Veganism: It’s What Gives Big Ag Real Nightmares

A good friend just wrote to compliment my Times piece. However, he wondered if the message could backfire, encouraging consumers to source animal products from factory farms rather than from “less bad” small farms. His concern is valid. And that’s why it annoys me so much.

Many readers who know my work, and understand my commitment to veganism, find it strange that I’m often slandered as an advocate of industrial agriculture. This accusation sticks, though, because our current discourse on food is trapped in a simplistic—and deeply harmful– dichotomy: industrial (bad)/ non-industrial (good). Even the most intelligent consumers have succumbed to the logical fallacy that if an animal product isn’t industrially produced, then it’s automatically beyond criticism.  Thus, the fact that I spend a lot of my time criticizing the small alternatives automatically makes me a shill for Big Agriculture.

That’s crazy.

Because who’s really shilling for Big Agriculture? As I’ve argued before, small farms—by virtue of their impassioned commitment to killing, selling, and eating animals—are the real enablers of industrially produced meat. They’re the ones legitimating the very act—eating animals—that’s at the core of industrial animal production. So twisted is the Food Movement’s logic that my call for ending the consumption of animal products—something that would harm industrial animal culture in an instant—is deemed an affirmation of the status quo.  So twisted is the Food Movement’s logic that the radicalism of veganism is mocked, debased, and erased.

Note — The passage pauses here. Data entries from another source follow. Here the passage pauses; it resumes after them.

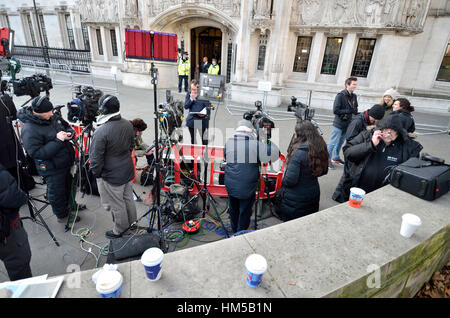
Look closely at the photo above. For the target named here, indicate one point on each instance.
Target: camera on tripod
(32, 85)
(84, 106)
(302, 111)
(260, 120)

While disdaining veganism, the food movement gets excited about incremental improvements within industrial models. The fact that McDonalds and Burger King are no longer purchasing pork from suppliers who use gestation crates is surely good for pigs. But it’s nothing to celebrate in and of itself.  As I’ve noted, if the improvement does not explicitly move in the direction of ending animal agriculture per se, then there’s little long-term good that will result from it. One could easily argue that, in accepting welfare reforms, industrial producers are actually making it easier for welfare-minded consumers to choose factory farmed animal products in the first place.  In this sense HSUS joins the small farms in shilling for animal agriculture.  Still, none of this keeps the Food Movement from blaming an advocate of veganism for pepetuating industrial agriculture.

Admittedly, the point here is to rant a bit. But it’s also to insist that veganism must to be hammered into the public discourse as not only a viable third option, but as the single-most powerful action an individual can make to confront the horrors of factory farming.  To silence that message out of fear of being distorted would be a disservice to the one demographic that the Food Movement never fails to marginalize: farm animals themselves.